16

8 0 0
                                    

Satu pekan berada di Tokyo membuat Naya tidak ingin meninggalkan kota itu beserta kenangannya. Kenangan bersama seseorang yang berhasil membuatnya nyaman, dan suasana musim gugur yang menyenangkan. Meskipun begitu ia harus tetap kembali ke Jakarta. Dan disinilah dia. Di sebuah kamar kost yang tak luas, lemari yang tertempel kertas- kertas mimpi, dan kasur yang biasa ia singgahi. Naya berjalan ke depan almari dan mencoret impiannya yang sudah terwujud. Lalu ia mengambil daun momiji, meletakkannya pada sebuah figura kecil dan memasangnya di dinding. Tak banyak oleh- oleh yang ia bawa dari Tokyo. Hanya beberapa untuk kedua sahabatnya, teman satu kelas, dan dirinya sendiri. Naya sudah membelikan sesuatu untuk kedua orang tuanya. Akan tetapi, karena keadaan, ia lebih memilih untuk menyimpannya terlebih dahulu.

Terdengar suara ketukan pintu. Tak lama kemudian, seseorang muncul dengan wajah sumringah. Shila berlari kecil memeluk Naya dengan erat membuat gadis itu merasa sesak nafas. Shila kemudian melepaskan tangannya dari Naya.

"Gimana Nay? Seru nggak?" tanya Shila yang sudah mulai penasaran.

"Seru dong. Rani mana? Nggak ikut?" Naya celingukan mencoba menemukan seseorang yang ia cari. Akan tetapi tetap tidak ada. Akhirnya Naya berjalan mengambil bingkisan dan menyerahkannya pada Shila. Bingkisan itu disambut dengan antusias yang tinggi dari Shila.

Naya berbaring di kasur dan menimang- nimang sesuatu dalam pikirannya. Ia memanggil Shila sebentar, setelah Shila menanggapi ia mulai membuka mulut. "Kamu ingat nggak sama teman fb yang pernah aku ceritain?"

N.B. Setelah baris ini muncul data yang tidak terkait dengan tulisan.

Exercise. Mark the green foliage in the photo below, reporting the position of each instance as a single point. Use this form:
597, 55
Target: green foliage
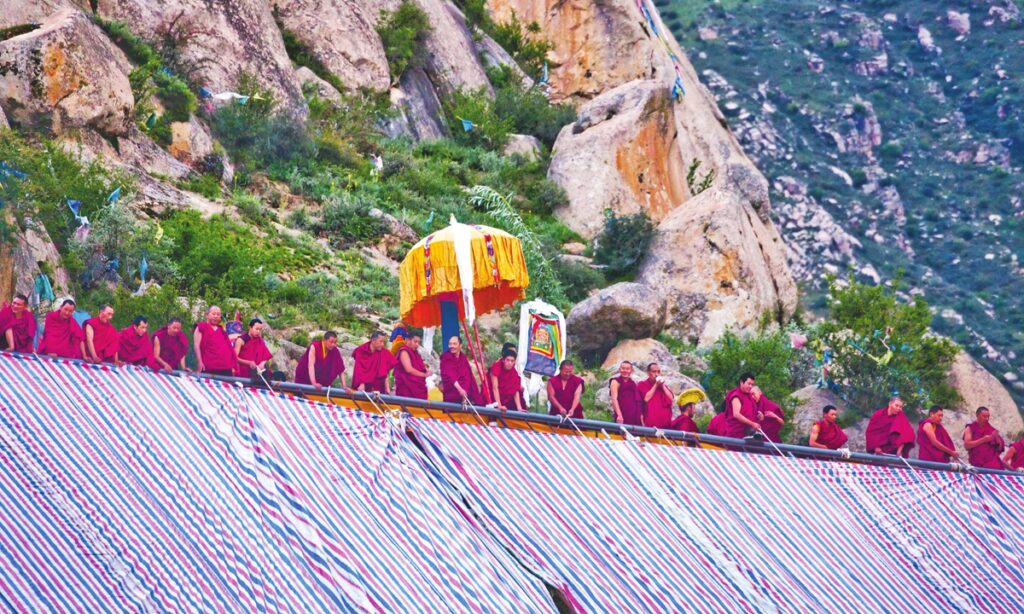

Shila mengangguk dan mulai tertarik dengan topik ini.

"Orang yang selama ini aku panggil Esa ternyata Fero," lanjut Naya menggigit bibir bawah. Ia tidak ingin melihat ekspresi yang ditunjukkan temannya.

"Haaa? Yang bener Nay? Kok bisa?" Shila dengan segera menghampiri Naya, ia menggoyangkan tubuh Naya beberapa kali agar gadis itu bangun dan menjelaskan lebih lanjut tentang Esa atau Fero atau siapapun itu.

Naya bangkit dan menjelaskan semuanya secara runtut bahkan tidak ada satupun yang terlewat, akan tetapi ia meminta agar tidak memberitahukan masalah ini pada Rani. Naya takut jika nantinya Rani akan salah paham.

"Itu artinya Fero udah tau dong, kalau Naka itu kamu Nay. Berarti Fero--." Shila memberi jeda sebentar sebelum melanjutkan, sedangkan Naya menatap lekat mata Shila seakan menyuruh gadis itu melanjutkan. "Fero suka sama kamu Nay. Oh tidak."

"Ngaco ih. Dia nggak ngomong apa- apa kok. Chatingan kita juga biasa- biasa aja." Naya mencoba mengelak tuduhan Shila. Sebenarnya ia sendiri merasa Fero sangat ramah dengan dirinya, suka bercanda meskipun hanya lewat media sosial. Tapi Fero pasti melakukannya dengan semua orang, bukan hanya dengan dirinya saja.

"Kamu sendiri suka nggak sama Fero?" tanya Shila

Naya bingung dengan jawaban yang harus diberikan kepada temannya. "Enggak lah. Fero udah cocok banget sama Rani." Kata- kata yang keluar tidak sesuai dengan apa yang ada di dalam hatinya. Sebenarnya ia mulai memiliki sedikit perasaan pada Fero. Tapi cukuplah dirinya dan Tuhan saja yang tahu. Ia takut jika cintanya dengan Fero bisa merusak cintanya pada Tuhan.

Rani meminta ponsel Naya. Ia membuka personal chat Naya dengan Fero dan membacanya sebentar sebelum Naya mengambil alih benda tersebut.

"Eh, jangan diliatin dong. Kan malu." Naya mendekap ponselnya

"Heleh biasanya kamu juga buka- buka punyaku," balas Shila dengan nada sedikit kesal. Sedangkan Naya hanya tersenyum.

"Itu sih emang bener kalau Fero suka sama kamu. Kamunya aja yang nggak peka."